Telah mendahului aku dengan ucapan seperti ini Al-Hafizh Imam Abu Isma’il Al-Harawi demikian pula kami mendapatkan dari selain beliau.
Imam Abu Syamah rahimahullah dalam kitab Al-Ba’its berkata bahwa Abu Bakr Ash-Shiddiq radhiallahu’anhu mengingkari keluarganya yang berpuasa di bulan Rajab. Bahkan ‘Umar bin Khaththab radhiallahu’anhu memukul tangan orang-orang yang berpuasa di bulan Rajab seraya berkata: “Ini adalah bulan yang dibesar-besarkan oleh orang-orang jahiliyyah.”

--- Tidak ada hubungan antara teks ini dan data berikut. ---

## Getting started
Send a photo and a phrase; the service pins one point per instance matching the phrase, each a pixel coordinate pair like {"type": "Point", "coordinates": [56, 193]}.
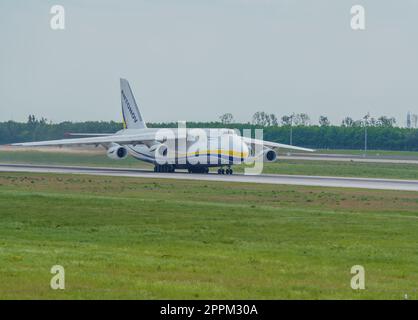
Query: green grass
{"type": "Point", "coordinates": [294, 167]}
{"type": "Point", "coordinates": [166, 239]}
{"type": "Point", "coordinates": [369, 152]}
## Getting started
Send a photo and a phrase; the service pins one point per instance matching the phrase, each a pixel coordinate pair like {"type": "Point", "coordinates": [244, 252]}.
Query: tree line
{"type": "Point", "coordinates": [382, 134]}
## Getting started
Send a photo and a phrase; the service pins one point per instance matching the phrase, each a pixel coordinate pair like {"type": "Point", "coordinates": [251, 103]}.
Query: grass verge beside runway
{"type": "Point", "coordinates": [159, 239]}
{"type": "Point", "coordinates": [293, 167]}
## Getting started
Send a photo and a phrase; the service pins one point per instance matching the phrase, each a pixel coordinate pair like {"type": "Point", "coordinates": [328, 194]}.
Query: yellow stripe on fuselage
{"type": "Point", "coordinates": [230, 153]}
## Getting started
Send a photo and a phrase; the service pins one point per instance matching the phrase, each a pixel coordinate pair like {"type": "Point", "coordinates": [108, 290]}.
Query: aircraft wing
{"type": "Point", "coordinates": [71, 134]}
{"type": "Point", "coordinates": [274, 144]}
{"type": "Point", "coordinates": [115, 138]}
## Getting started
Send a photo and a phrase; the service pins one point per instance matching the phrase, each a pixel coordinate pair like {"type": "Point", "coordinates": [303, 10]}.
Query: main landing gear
{"type": "Point", "coordinates": [198, 170]}
{"type": "Point", "coordinates": [227, 171]}
{"type": "Point", "coordinates": [164, 168]}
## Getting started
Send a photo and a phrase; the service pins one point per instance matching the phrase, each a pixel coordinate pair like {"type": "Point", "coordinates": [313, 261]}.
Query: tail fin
{"type": "Point", "coordinates": [131, 116]}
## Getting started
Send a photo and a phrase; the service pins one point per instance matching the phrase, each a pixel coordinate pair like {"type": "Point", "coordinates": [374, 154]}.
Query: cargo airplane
{"type": "Point", "coordinates": [194, 149]}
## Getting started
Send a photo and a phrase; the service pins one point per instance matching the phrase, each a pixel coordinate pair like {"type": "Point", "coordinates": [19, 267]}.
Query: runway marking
{"type": "Point", "coordinates": [320, 181]}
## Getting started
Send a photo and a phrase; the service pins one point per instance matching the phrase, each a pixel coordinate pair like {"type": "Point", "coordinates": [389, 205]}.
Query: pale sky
{"type": "Point", "coordinates": [195, 60]}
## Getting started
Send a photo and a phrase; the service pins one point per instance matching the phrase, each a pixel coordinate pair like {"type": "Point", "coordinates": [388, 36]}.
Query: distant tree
{"type": "Point", "coordinates": [347, 122]}
{"type": "Point", "coordinates": [226, 118]}
{"type": "Point", "coordinates": [287, 120]}
{"type": "Point", "coordinates": [384, 121]}
{"type": "Point", "coordinates": [301, 119]}
{"type": "Point", "coordinates": [260, 118]}
{"type": "Point", "coordinates": [414, 119]}
{"type": "Point", "coordinates": [273, 120]}
{"type": "Point", "coordinates": [31, 119]}
{"type": "Point", "coordinates": [323, 121]}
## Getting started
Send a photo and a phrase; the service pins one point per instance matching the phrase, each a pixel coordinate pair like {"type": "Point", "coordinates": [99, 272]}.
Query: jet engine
{"type": "Point", "coordinates": [269, 155]}
{"type": "Point", "coordinates": [159, 150]}
{"type": "Point", "coordinates": [117, 152]}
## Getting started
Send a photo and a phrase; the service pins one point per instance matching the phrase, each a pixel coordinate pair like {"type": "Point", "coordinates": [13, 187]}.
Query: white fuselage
{"type": "Point", "coordinates": [201, 147]}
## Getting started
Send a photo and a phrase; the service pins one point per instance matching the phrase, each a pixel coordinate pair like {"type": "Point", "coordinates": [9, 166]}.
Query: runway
{"type": "Point", "coordinates": [366, 183]}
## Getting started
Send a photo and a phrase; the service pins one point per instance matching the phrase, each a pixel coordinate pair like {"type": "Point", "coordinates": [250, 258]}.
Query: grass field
{"type": "Point", "coordinates": [295, 167]}
{"type": "Point", "coordinates": [159, 239]}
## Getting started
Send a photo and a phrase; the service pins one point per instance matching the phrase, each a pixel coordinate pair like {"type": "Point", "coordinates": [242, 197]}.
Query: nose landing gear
{"type": "Point", "coordinates": [164, 168]}
{"type": "Point", "coordinates": [227, 171]}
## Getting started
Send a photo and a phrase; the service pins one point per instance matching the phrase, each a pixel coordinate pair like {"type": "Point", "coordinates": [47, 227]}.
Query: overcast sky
{"type": "Point", "coordinates": [195, 60]}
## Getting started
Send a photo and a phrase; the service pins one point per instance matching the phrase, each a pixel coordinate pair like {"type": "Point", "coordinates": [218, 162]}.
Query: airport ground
{"type": "Point", "coordinates": [144, 238]}
{"type": "Point", "coordinates": [319, 167]}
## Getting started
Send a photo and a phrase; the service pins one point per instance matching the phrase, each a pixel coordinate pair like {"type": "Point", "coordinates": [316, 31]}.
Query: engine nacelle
{"type": "Point", "coordinates": [269, 155]}
{"type": "Point", "coordinates": [159, 150]}
{"type": "Point", "coordinates": [117, 152]}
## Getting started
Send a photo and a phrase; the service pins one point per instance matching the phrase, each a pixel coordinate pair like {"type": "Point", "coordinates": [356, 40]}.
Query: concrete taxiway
{"type": "Point", "coordinates": [367, 183]}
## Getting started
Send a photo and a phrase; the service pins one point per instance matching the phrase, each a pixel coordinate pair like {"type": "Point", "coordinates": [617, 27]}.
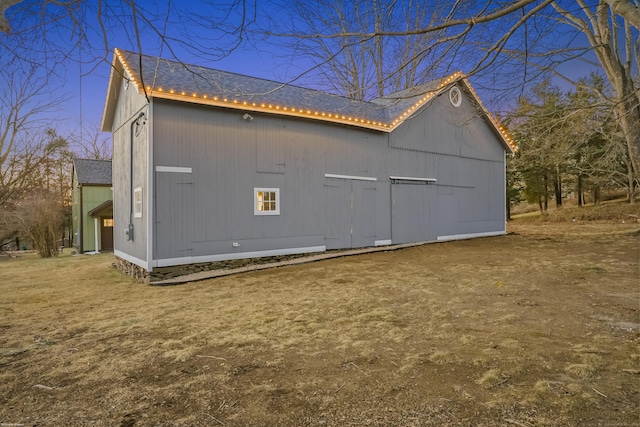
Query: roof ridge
{"type": "Point", "coordinates": [225, 89]}
{"type": "Point", "coordinates": [279, 83]}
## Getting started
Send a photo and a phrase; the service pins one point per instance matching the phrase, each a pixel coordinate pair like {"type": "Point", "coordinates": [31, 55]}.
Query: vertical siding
{"type": "Point", "coordinates": [129, 105]}
{"type": "Point", "coordinates": [207, 211]}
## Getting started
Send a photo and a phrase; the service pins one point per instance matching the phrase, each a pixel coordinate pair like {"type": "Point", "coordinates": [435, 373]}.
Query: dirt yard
{"type": "Point", "coordinates": [537, 328]}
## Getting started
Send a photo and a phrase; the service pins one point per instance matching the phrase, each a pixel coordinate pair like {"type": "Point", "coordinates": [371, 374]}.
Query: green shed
{"type": "Point", "coordinates": [92, 208]}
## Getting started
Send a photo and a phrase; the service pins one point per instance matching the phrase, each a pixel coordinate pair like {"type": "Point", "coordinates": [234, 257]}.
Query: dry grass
{"type": "Point", "coordinates": [540, 327]}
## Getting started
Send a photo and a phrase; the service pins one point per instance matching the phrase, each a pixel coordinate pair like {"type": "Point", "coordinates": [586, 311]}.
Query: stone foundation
{"type": "Point", "coordinates": [132, 270]}
{"type": "Point", "coordinates": [164, 273]}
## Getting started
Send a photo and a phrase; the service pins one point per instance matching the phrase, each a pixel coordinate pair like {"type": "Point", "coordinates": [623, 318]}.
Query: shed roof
{"type": "Point", "coordinates": [162, 78]}
{"type": "Point", "coordinates": [90, 171]}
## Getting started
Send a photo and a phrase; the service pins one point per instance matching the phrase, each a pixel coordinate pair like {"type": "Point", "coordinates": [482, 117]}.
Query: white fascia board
{"type": "Point", "coordinates": [470, 236]}
{"type": "Point", "coordinates": [357, 178]}
{"type": "Point", "coordinates": [174, 169]}
{"type": "Point", "coordinates": [411, 178]}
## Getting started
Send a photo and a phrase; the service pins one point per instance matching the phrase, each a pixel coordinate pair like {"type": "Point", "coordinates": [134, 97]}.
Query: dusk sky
{"type": "Point", "coordinates": [208, 40]}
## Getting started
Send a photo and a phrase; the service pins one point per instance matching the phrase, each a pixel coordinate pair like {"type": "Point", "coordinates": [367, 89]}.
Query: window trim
{"type": "Point", "coordinates": [137, 202]}
{"type": "Point", "coordinates": [455, 96]}
{"type": "Point", "coordinates": [256, 201]}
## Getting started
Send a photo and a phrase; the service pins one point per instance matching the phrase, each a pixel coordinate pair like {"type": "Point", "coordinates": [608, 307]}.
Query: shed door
{"type": "Point", "coordinates": [411, 218]}
{"type": "Point", "coordinates": [106, 233]}
{"type": "Point", "coordinates": [350, 213]}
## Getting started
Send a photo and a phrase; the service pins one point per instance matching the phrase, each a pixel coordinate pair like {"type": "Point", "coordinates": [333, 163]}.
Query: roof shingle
{"type": "Point", "coordinates": [89, 171]}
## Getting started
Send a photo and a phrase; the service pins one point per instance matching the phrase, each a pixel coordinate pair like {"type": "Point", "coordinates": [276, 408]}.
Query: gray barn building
{"type": "Point", "coordinates": [211, 166]}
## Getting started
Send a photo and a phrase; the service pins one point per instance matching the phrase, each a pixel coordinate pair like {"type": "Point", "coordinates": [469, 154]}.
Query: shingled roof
{"type": "Point", "coordinates": [162, 78]}
{"type": "Point", "coordinates": [93, 172]}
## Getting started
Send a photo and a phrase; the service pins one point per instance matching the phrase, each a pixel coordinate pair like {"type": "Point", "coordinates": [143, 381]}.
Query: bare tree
{"type": "Point", "coordinates": [359, 66]}
{"type": "Point", "coordinates": [39, 217]}
{"type": "Point", "coordinates": [521, 35]}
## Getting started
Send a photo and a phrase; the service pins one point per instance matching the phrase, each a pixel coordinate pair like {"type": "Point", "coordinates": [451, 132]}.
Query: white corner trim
{"type": "Point", "coordinates": [358, 178]}
{"type": "Point", "coordinates": [411, 178]}
{"type": "Point", "coordinates": [173, 169]}
{"type": "Point", "coordinates": [168, 262]}
{"type": "Point", "coordinates": [131, 259]}
{"type": "Point", "coordinates": [470, 236]}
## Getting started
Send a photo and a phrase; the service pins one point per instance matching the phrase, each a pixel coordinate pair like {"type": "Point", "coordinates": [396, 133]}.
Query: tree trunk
{"type": "Point", "coordinates": [632, 187]}
{"type": "Point", "coordinates": [579, 191]}
{"type": "Point", "coordinates": [546, 192]}
{"type": "Point", "coordinates": [557, 188]}
{"type": "Point", "coordinates": [540, 204]}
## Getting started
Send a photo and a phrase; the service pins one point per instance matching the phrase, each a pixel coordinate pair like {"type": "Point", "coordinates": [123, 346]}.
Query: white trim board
{"type": "Point", "coordinates": [168, 262]}
{"type": "Point", "coordinates": [470, 235]}
{"type": "Point", "coordinates": [410, 178]}
{"type": "Point", "coordinates": [174, 169]}
{"type": "Point", "coordinates": [358, 178]}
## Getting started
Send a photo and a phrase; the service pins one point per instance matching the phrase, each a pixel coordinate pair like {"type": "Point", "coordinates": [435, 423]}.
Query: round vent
{"type": "Point", "coordinates": [455, 96]}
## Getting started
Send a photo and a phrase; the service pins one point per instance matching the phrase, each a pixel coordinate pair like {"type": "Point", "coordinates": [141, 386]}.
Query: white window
{"type": "Point", "coordinates": [137, 202]}
{"type": "Point", "coordinates": [267, 201]}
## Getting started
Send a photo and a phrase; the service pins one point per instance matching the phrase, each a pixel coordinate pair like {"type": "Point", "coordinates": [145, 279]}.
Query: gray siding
{"type": "Point", "coordinates": [210, 211]}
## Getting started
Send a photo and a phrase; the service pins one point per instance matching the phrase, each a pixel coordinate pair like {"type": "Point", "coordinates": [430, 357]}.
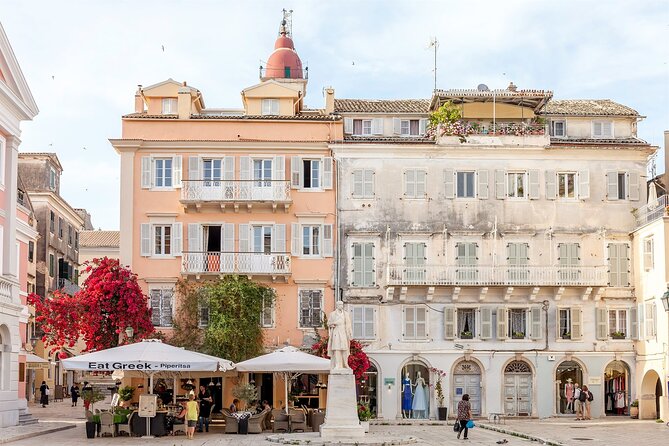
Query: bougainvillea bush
{"type": "Point", "coordinates": [109, 301]}
{"type": "Point", "coordinates": [357, 360]}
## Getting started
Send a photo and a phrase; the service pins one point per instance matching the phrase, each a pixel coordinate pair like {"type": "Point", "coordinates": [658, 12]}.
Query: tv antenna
{"type": "Point", "coordinates": [287, 22]}
{"type": "Point", "coordinates": [434, 43]}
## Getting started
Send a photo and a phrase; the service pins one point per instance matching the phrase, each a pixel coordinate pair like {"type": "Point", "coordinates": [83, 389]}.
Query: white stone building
{"type": "Point", "coordinates": [501, 257]}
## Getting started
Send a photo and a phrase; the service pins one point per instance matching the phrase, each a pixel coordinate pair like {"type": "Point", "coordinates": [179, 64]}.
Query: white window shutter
{"type": "Point", "coordinates": [327, 241]}
{"type": "Point", "coordinates": [177, 237]}
{"type": "Point", "coordinates": [584, 184]}
{"type": "Point", "coordinates": [482, 184]}
{"type": "Point", "coordinates": [551, 185]}
{"type": "Point", "coordinates": [449, 183]}
{"type": "Point", "coordinates": [244, 238]}
{"type": "Point", "coordinates": [602, 323]}
{"type": "Point", "coordinates": [244, 168]}
{"type": "Point", "coordinates": [397, 126]}
{"type": "Point", "coordinates": [193, 168]}
{"type": "Point", "coordinates": [534, 184]}
{"type": "Point", "coordinates": [422, 129]}
{"type": "Point", "coordinates": [177, 161]}
{"type": "Point", "coordinates": [576, 324]}
{"type": "Point", "coordinates": [296, 239]}
{"type": "Point", "coordinates": [633, 185]}
{"type": "Point", "coordinates": [279, 238]}
{"type": "Point", "coordinates": [194, 237]}
{"type": "Point", "coordinates": [279, 168]}
{"type": "Point", "coordinates": [612, 185]}
{"type": "Point", "coordinates": [358, 176]}
{"type": "Point", "coordinates": [377, 126]}
{"type": "Point", "coordinates": [145, 233]}
{"type": "Point", "coordinates": [229, 168]}
{"type": "Point", "coordinates": [449, 322]}
{"type": "Point", "coordinates": [500, 184]}
{"type": "Point", "coordinates": [634, 323]}
{"type": "Point", "coordinates": [535, 323]}
{"type": "Point", "coordinates": [348, 126]}
{"type": "Point", "coordinates": [327, 172]}
{"type": "Point", "coordinates": [486, 323]}
{"type": "Point", "coordinates": [296, 172]}
{"type": "Point", "coordinates": [228, 237]}
{"type": "Point", "coordinates": [146, 172]}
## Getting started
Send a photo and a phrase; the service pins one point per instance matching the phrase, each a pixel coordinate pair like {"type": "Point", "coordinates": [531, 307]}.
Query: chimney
{"type": "Point", "coordinates": [184, 102]}
{"type": "Point", "coordinates": [139, 100]}
{"type": "Point", "coordinates": [329, 100]}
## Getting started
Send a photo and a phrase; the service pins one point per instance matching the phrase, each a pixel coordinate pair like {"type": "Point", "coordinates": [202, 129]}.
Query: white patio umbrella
{"type": "Point", "coordinates": [289, 361]}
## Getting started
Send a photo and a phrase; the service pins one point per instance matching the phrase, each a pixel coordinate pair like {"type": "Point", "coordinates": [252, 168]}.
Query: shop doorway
{"type": "Point", "coordinates": [367, 389]}
{"type": "Point", "coordinates": [567, 376]}
{"type": "Point", "coordinates": [518, 389]}
{"type": "Point", "coordinates": [415, 397]}
{"type": "Point", "coordinates": [616, 388]}
{"type": "Point", "coordinates": [467, 379]}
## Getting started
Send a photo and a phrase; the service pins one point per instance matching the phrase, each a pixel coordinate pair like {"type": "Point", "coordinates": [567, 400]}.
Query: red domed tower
{"type": "Point", "coordinates": [284, 63]}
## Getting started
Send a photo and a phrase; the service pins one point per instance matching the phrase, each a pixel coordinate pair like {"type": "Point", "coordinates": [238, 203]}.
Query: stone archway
{"type": "Point", "coordinates": [649, 399]}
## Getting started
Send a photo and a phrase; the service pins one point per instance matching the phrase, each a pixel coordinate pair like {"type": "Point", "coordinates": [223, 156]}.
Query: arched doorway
{"type": "Point", "coordinates": [467, 379]}
{"type": "Point", "coordinates": [616, 388]}
{"type": "Point", "coordinates": [415, 378]}
{"type": "Point", "coordinates": [518, 388]}
{"type": "Point", "coordinates": [651, 392]}
{"type": "Point", "coordinates": [567, 375]}
{"type": "Point", "coordinates": [367, 388]}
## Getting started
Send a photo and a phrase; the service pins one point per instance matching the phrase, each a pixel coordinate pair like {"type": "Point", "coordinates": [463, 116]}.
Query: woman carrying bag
{"type": "Point", "coordinates": [464, 415]}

Riwayat dari Abu Bakr Ash-Shiddiq disebutkan secara lengkap oleh Ath-Thurthusi rahimahullah dalam kitabnya sebagai berikut:
Diriwayatkan dari Abu Bakr Ash-Shiddiq, bahwa dia pernah masuk menemui istrinya dalam keadaan melakukan persiapan-persiapan menyambut bulan Rajab. Maka beliau radhiallahu’anhu berkata: “Apa ini?” Ia menjawab: “Bulan Rajab, kita akan berpuasa padanya.” Abu Bakar radhiallahu’anhu berkata: “Apakah engkau akan menjadikan bulan Rajab sebagai bulan Ramadhan?!”
Adapun tentang ‘Umar bin Khaththab, diriwayatkan pula oleh Al-Faqihi dalam kitab Makkah dengan sanadnya sampai kepada Harasyah ibnu Hurr, ia berkata: “Aku melihat ‘Umar bin Khaththab radhiallahu’anhu memukul tangan-tangan manusia pada bulan Rajab, hingga mereka mau mengambil makanan seraya berkata: “Makanlah! Sesungguhnya bulan Rajab diagungkan oleh orang-orang Jahiliyyah.”
Imam Nawawi rahimahullah berkata: “Tidak tsabit riwayat tentang puasa pada bulan Rajab. Tidak ada perintah dan tidak pula ada larangan….”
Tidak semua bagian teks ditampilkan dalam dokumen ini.